The SugarCRM administration panel has a button labeled "remove XSS". We have a picture of it up in our office.
Yes. A button that attempts to remove XSS payloads from the database that admins can click. That's the level of security competence we are talking about here.
SugarCRM is an example of projects that give PHP a bad rep.
Maybe programming languages should have a minimum engineering and architectural design competence test such that required knowledge is assured before releasing craptacular poo upon the world.
(If you're write a SugarCRM sploit, obviously patch the Remove XSS to skip yourself.)
(a) It's clearly such a persistent problem that they explicitly added such a button.
(b) If* the button really performs as advertised, why on earth should it be a manual step? Do it automatically.

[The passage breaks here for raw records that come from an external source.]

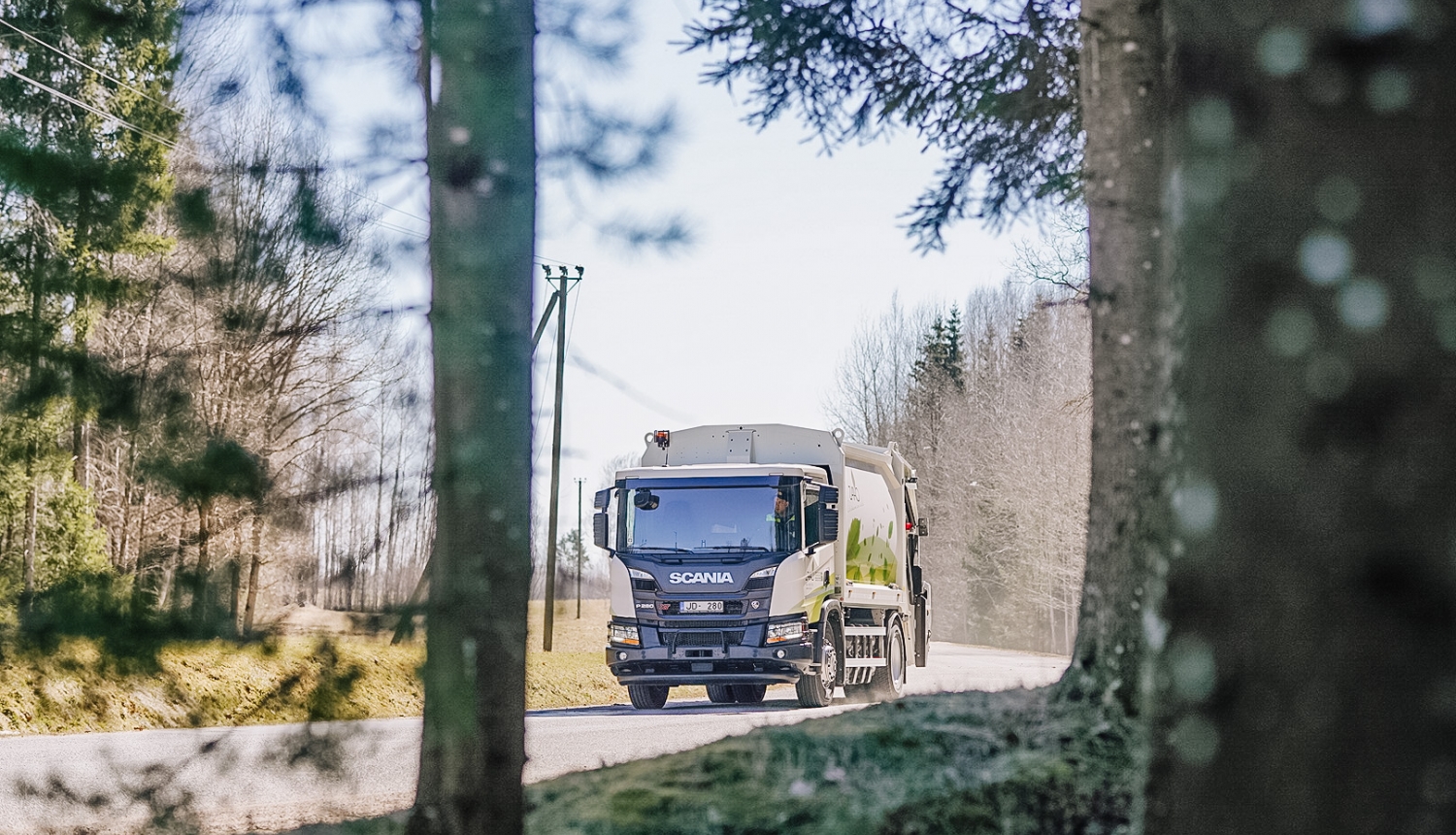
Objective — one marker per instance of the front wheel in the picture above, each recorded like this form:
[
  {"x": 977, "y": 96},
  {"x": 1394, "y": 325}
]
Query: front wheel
[
  {"x": 818, "y": 689},
  {"x": 890, "y": 681},
  {"x": 648, "y": 697}
]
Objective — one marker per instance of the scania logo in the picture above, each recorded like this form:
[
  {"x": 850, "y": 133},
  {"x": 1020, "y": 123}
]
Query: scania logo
[{"x": 687, "y": 578}]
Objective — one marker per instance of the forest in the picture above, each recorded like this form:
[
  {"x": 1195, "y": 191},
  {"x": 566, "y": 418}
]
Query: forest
[
  {"x": 1267, "y": 613},
  {"x": 212, "y": 405}
]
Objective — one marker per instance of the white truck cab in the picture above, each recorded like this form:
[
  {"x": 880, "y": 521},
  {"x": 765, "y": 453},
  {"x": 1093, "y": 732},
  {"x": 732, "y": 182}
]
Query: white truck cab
[{"x": 745, "y": 555}]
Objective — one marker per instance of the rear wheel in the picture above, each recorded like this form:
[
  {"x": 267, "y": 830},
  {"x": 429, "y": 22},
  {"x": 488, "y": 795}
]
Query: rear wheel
[
  {"x": 648, "y": 697},
  {"x": 888, "y": 681},
  {"x": 818, "y": 689},
  {"x": 748, "y": 694},
  {"x": 719, "y": 694}
]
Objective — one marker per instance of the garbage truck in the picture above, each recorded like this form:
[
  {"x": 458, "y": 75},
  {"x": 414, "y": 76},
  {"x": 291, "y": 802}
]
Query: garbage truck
[{"x": 757, "y": 554}]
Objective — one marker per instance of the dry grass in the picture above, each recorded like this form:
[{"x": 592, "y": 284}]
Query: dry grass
[
  {"x": 75, "y": 685},
  {"x": 346, "y": 669},
  {"x": 322, "y": 666}
]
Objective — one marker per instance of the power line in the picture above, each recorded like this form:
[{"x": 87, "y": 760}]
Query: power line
[
  {"x": 93, "y": 110},
  {"x": 99, "y": 72}
]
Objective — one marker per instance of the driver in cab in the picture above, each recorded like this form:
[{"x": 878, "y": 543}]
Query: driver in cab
[{"x": 785, "y": 522}]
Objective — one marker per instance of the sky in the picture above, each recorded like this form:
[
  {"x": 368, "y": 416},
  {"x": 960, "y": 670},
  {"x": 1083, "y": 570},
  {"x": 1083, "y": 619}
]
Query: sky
[{"x": 792, "y": 250}]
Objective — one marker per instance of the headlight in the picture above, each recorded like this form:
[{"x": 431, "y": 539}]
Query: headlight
[
  {"x": 788, "y": 631},
  {"x": 623, "y": 634}
]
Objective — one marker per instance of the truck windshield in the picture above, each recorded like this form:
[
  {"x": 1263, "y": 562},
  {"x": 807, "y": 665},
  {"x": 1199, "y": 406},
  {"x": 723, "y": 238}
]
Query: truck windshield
[{"x": 712, "y": 519}]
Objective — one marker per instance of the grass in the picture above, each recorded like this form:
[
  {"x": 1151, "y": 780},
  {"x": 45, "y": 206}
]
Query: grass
[
  {"x": 1008, "y": 762},
  {"x": 76, "y": 684}
]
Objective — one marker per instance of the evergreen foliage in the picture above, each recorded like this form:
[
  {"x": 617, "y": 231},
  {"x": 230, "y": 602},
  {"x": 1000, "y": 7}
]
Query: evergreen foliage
[{"x": 993, "y": 86}]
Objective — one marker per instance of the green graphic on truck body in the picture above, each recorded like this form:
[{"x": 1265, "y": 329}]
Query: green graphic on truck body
[{"x": 868, "y": 560}]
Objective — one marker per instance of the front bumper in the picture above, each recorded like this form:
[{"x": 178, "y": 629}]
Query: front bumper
[{"x": 725, "y": 665}]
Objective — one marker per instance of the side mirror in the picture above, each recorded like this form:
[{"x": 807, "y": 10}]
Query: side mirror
[{"x": 599, "y": 531}]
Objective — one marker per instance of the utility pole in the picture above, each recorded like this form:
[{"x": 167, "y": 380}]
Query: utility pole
[
  {"x": 559, "y": 296},
  {"x": 581, "y": 549}
]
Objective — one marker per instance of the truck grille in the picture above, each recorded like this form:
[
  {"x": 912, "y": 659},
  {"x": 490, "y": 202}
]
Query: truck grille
[{"x": 715, "y": 639}]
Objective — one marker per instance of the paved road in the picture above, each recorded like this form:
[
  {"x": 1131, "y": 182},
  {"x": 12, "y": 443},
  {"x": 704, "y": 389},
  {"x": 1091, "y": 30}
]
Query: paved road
[{"x": 252, "y": 779}]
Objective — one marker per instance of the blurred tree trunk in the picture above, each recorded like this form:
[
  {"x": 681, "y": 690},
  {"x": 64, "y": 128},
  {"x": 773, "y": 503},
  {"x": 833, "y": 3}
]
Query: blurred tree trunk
[
  {"x": 255, "y": 563},
  {"x": 482, "y": 180},
  {"x": 1133, "y": 347},
  {"x": 1309, "y": 677}
]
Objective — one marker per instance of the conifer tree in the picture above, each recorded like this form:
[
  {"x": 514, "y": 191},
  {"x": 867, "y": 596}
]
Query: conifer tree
[{"x": 84, "y": 131}]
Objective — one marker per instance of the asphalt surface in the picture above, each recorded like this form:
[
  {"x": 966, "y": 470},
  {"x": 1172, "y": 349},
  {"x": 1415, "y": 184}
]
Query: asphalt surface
[{"x": 276, "y": 777}]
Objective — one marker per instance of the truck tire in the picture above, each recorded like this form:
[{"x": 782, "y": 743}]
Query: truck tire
[
  {"x": 888, "y": 681},
  {"x": 818, "y": 689},
  {"x": 748, "y": 694},
  {"x": 719, "y": 694},
  {"x": 648, "y": 697}
]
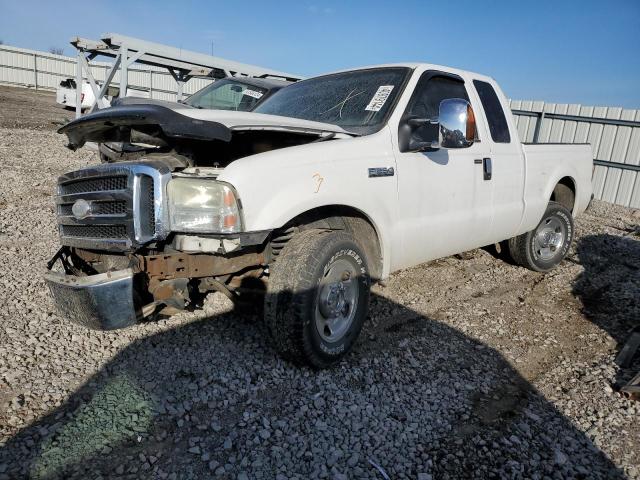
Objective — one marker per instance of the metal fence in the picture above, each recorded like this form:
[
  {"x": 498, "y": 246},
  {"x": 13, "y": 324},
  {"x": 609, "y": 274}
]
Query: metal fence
[
  {"x": 41, "y": 70},
  {"x": 614, "y": 133}
]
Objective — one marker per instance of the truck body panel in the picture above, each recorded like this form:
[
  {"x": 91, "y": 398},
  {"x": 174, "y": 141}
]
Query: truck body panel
[{"x": 268, "y": 171}]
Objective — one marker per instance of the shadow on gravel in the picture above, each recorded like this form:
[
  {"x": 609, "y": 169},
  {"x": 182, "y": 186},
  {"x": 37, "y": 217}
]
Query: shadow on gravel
[
  {"x": 609, "y": 287},
  {"x": 416, "y": 397}
]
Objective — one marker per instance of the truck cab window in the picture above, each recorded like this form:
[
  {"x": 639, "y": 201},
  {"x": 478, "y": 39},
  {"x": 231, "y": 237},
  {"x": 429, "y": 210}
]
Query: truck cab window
[
  {"x": 495, "y": 115},
  {"x": 430, "y": 91}
]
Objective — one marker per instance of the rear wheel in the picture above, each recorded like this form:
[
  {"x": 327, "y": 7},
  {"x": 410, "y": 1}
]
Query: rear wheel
[
  {"x": 317, "y": 297},
  {"x": 546, "y": 246}
]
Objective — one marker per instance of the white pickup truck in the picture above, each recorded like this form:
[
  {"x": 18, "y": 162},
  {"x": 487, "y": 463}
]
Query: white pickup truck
[{"x": 331, "y": 184}]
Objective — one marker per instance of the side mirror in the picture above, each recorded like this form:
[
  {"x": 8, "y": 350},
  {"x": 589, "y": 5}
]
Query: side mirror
[
  {"x": 457, "y": 124},
  {"x": 408, "y": 142}
]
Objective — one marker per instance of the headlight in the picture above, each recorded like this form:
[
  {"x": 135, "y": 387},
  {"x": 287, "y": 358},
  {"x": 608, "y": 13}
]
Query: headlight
[{"x": 202, "y": 206}]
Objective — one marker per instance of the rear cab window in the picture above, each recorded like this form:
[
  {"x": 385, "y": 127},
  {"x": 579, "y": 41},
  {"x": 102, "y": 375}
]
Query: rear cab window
[{"x": 498, "y": 126}]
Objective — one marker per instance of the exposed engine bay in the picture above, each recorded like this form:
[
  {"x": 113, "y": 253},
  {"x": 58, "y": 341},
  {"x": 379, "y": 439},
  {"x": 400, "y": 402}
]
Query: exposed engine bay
[{"x": 150, "y": 130}]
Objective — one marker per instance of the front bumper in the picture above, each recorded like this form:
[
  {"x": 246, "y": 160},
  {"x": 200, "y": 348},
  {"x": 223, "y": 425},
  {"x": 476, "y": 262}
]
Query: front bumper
[{"x": 102, "y": 302}]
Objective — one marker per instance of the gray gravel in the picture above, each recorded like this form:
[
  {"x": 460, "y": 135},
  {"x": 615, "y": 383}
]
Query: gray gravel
[{"x": 467, "y": 367}]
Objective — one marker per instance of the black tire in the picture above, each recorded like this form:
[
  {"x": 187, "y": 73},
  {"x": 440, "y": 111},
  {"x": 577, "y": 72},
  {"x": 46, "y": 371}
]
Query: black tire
[
  {"x": 293, "y": 310},
  {"x": 539, "y": 252}
]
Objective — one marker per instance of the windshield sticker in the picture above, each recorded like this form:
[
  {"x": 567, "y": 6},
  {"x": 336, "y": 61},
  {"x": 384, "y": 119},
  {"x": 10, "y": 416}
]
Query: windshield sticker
[
  {"x": 379, "y": 99},
  {"x": 252, "y": 93}
]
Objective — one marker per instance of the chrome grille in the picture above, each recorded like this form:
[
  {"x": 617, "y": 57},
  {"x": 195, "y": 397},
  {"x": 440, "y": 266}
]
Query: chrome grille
[
  {"x": 94, "y": 231},
  {"x": 94, "y": 185},
  {"x": 120, "y": 205}
]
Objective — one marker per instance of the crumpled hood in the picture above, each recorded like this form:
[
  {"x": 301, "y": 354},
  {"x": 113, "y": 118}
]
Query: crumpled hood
[{"x": 161, "y": 125}]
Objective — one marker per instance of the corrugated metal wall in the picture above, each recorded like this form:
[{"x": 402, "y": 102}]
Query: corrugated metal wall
[
  {"x": 619, "y": 144},
  {"x": 611, "y": 143},
  {"x": 19, "y": 66}
]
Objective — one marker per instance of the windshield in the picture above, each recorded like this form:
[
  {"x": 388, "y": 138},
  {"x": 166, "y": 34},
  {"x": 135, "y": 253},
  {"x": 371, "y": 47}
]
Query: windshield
[
  {"x": 227, "y": 95},
  {"x": 357, "y": 101}
]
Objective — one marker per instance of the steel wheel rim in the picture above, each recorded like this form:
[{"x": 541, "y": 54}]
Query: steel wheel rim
[
  {"x": 549, "y": 238},
  {"x": 337, "y": 300}
]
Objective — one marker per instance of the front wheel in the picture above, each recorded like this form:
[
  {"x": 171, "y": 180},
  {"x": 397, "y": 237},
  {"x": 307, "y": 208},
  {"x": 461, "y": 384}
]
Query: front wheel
[
  {"x": 317, "y": 297},
  {"x": 546, "y": 246}
]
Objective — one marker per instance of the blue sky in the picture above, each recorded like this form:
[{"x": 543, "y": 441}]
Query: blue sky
[{"x": 559, "y": 51}]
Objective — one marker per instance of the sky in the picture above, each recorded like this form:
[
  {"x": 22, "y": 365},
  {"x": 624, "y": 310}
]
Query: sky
[{"x": 562, "y": 51}]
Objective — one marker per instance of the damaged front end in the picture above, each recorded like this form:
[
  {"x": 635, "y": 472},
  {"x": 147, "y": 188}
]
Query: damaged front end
[
  {"x": 154, "y": 235},
  {"x": 129, "y": 252}
]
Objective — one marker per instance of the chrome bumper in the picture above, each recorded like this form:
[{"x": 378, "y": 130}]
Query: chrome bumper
[{"x": 102, "y": 302}]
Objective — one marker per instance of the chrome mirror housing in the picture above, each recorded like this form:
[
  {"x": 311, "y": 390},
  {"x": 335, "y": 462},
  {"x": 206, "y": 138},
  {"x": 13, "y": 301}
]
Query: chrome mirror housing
[{"x": 457, "y": 124}]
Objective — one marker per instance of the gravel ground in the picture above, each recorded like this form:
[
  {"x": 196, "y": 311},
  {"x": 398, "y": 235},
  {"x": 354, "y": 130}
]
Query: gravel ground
[{"x": 468, "y": 366}]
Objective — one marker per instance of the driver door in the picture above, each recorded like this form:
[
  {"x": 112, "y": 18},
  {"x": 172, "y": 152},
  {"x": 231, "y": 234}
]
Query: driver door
[{"x": 445, "y": 206}]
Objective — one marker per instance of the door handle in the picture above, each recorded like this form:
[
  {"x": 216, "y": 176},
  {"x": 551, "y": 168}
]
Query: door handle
[{"x": 487, "y": 169}]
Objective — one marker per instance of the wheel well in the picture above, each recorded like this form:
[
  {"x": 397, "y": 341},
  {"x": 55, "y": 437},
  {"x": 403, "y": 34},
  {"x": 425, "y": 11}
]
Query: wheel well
[
  {"x": 340, "y": 217},
  {"x": 565, "y": 193}
]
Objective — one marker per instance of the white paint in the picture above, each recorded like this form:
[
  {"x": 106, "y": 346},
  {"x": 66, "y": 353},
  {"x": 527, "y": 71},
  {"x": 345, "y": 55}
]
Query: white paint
[{"x": 437, "y": 204}]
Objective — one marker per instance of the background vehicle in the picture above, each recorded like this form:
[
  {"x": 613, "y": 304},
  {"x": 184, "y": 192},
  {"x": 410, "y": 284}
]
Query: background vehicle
[
  {"x": 332, "y": 183},
  {"x": 239, "y": 94},
  {"x": 66, "y": 94}
]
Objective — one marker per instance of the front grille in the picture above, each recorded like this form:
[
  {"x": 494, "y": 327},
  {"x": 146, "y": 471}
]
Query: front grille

(c) Best practice here is to escape-on-output, negating the need to remove in-DB XSS, so the fact that this button exists strongly implies they aren't doing that
* I would guess that the button is very unlikely to perform comprehensively as advertised
My reading of this is SugarCRM, which ships barebones like Drupal, has a whole ecosystem of poorly coded third-party modules you need even for basic CRM functionality. The core Sugar devs wrote this little script to run through module code and its db entries to find potential XSS issues. I imagine that this would break things so its a 'admin beware' type of thing they shouldn't automate. No one wants to upgrade to Sugar 5.2 from 5.1 to find half their modules broken, so its manual. Maybe in the future it won't be and its a shot across the bow to third-party developers to take security seriously.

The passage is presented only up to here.